Being a wheelchair user certainly cramps your style when it comes to getting into other people’s houses.
My boss has a monthly after-work gathering for his immediate staff; it rotates between 6 or 7 people’s houses. I’m tired of getting the invite, with no mention of accessibility (again, we’re talking about a small group, not a big public invitation). I’m tired of emailing or calling the host to ask about steps and bathrooms. I’m tired of how the other person rarely even pauses to think before saying, “It’ll be fine!” or “We’ll work it out!”
As we all know, a work social event is more work than social.

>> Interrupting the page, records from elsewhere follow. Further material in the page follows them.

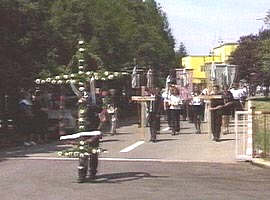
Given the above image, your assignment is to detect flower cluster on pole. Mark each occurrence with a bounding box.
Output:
[58,141,102,158]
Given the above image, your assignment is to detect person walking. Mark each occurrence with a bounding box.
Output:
[168,86,182,135]
[190,87,203,134]
[209,85,224,142]
[149,88,162,142]
[222,85,233,135]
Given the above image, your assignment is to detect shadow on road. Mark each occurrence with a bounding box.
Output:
[82,172,168,183]
[0,142,68,161]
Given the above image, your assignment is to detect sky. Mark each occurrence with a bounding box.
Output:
[156,0,270,55]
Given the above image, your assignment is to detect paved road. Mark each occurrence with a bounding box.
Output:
[0,121,236,163]
[0,159,270,200]
[0,118,270,200]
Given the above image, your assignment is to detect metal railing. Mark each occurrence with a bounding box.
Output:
[235,110,270,160]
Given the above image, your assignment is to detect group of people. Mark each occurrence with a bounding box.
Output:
[144,84,246,142]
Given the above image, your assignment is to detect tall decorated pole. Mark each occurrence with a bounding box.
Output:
[78,40,88,131]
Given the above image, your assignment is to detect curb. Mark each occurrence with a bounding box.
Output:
[251,158,270,168]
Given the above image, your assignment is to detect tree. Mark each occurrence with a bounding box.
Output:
[229,35,260,82]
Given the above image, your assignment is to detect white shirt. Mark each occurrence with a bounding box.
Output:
[169,95,182,110]
[230,88,242,100]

Neediness is not the personal quality I want to highlight under those circumstances. And it’s one thing to be invited to a meeting in an inaccessible conference room, and another thing to be invited to a colleague’s inaccessible house. Criticize the conference room, you’re criticizing the company. Criticize the house, you’re criticizing the person.
My choir has a potluck at someone’s house at the beginning of each season; I’m more comfortable with these folks, but I’d still rather not be carried into someone’s house.

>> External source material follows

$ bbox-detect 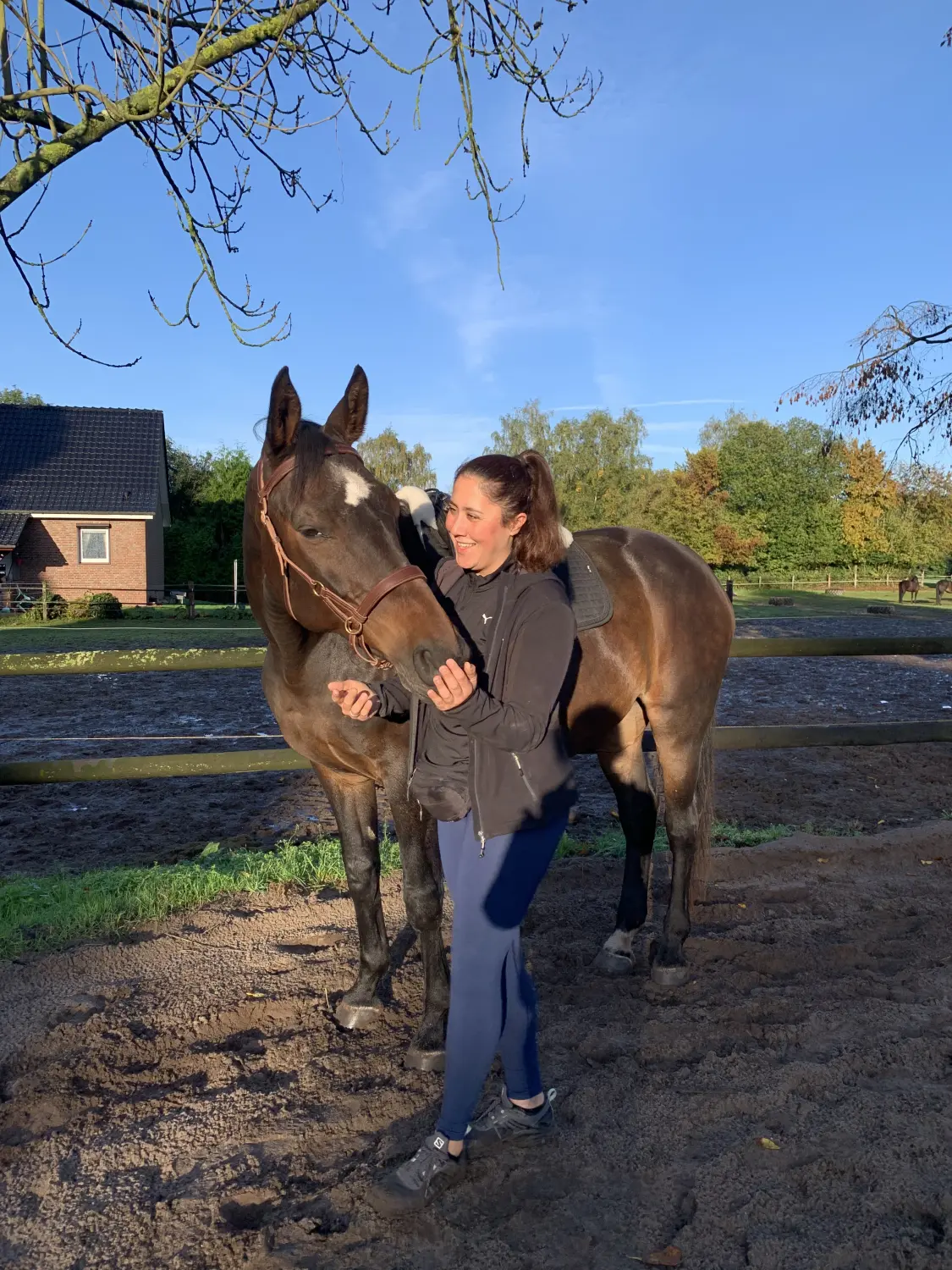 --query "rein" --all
[256,444,426,671]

It helps if the host actually gives it a little thought beforehand; even if the house is wildly inaccessible, it’s comforting to think that someone cared enough to scope it out. After my uncle’s memorial service this summer we went to my cousin’s house. She had figured out a route, the best entrance to use, and had checked on the bathroom door. That was thoughtful, even though the house wasn’t be any stretch of the imagination independently accessible.
Am I whining? I want accessibility to just be there, like air. I don’t want people to have to make special arrangements to get me onto busses and trains, into movie theaters and banks, but I do want someone who invites me to their house to at least say something about it.
I didn’t go to the monthly boss thing today. I’m still deciding about the choir potluck.